Airbrush-Painting the Bandai Millennium Falcon 1/144

Bandai Millennium Falcon Saucer Basecoat

A bit more than a month after my hiatus from this kit, my paints and airbrush kit finally arrived.

For paints, I bought a couple of lacquer-based primers and top coats and water-based acrylics from Armored Komodo since they were well-priced and highly recommended by a friend. Spoiler alert: I don't have a lot of experience with other paint brands, but I like these so far.

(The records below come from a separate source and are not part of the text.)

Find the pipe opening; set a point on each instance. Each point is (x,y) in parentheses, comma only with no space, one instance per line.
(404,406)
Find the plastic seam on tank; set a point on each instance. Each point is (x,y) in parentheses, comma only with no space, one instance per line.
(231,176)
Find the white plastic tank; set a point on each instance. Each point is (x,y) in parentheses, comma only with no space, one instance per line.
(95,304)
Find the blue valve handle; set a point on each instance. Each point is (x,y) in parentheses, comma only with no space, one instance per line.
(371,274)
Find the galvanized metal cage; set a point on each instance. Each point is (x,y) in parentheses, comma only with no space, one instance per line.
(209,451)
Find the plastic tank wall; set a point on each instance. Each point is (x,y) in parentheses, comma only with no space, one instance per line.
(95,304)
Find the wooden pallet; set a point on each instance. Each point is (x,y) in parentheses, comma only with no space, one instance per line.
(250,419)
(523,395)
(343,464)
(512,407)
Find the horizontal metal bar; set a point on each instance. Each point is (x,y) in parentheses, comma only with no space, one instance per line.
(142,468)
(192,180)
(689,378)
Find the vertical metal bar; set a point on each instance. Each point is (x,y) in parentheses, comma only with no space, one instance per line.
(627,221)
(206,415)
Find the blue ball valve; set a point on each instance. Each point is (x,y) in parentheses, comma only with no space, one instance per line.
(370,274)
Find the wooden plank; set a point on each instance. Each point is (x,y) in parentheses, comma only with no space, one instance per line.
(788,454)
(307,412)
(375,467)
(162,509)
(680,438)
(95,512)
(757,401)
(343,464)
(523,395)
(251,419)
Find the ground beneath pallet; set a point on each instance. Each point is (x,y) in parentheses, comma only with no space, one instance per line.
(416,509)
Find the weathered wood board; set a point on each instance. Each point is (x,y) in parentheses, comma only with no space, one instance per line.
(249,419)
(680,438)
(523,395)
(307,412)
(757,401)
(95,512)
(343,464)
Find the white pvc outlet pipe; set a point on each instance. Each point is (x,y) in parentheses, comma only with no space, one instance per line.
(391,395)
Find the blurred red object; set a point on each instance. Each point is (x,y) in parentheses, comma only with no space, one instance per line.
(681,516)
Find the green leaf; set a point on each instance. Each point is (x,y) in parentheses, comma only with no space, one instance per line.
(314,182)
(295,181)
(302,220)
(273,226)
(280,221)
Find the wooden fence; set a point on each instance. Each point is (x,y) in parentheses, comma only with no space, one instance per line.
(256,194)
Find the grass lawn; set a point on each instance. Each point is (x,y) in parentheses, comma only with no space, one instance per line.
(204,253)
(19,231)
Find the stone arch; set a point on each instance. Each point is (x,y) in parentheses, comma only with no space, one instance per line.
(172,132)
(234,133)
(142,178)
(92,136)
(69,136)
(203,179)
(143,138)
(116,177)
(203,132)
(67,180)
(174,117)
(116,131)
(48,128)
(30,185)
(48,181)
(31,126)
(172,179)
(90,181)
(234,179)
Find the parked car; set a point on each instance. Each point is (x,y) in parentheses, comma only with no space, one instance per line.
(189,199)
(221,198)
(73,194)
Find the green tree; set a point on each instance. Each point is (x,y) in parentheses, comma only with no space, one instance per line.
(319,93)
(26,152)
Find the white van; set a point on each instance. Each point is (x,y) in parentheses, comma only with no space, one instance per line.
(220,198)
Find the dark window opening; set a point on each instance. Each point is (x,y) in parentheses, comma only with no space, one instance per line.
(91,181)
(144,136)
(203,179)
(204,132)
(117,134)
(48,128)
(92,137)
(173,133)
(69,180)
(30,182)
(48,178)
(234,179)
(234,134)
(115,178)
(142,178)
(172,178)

As for the airbrush kit: I bought a cheap KKmoon airbrush and compressor set. I'm able to use it, but let's just say that it's trash. Airflow is inconsistent, so I'm not sure if there's a leak at the nozzle or somewhere else. I made it work for this build, but I really don't recommend learning to airbrush with a cheap kit like this. Fortunately, a smooth paintjob isn't that important for this weathered build. But I'm not confident about using this for a future Gunpla project or similar.

After some painting practice on plastic spoons, I started priming the parts. I heard from numerous modelers that a dark undercoat helps bring out shadows, so I decided to go with a black primer. In hindsight, I probably should have gone with a dark gray primer, since it took so many coats of white to cover the black.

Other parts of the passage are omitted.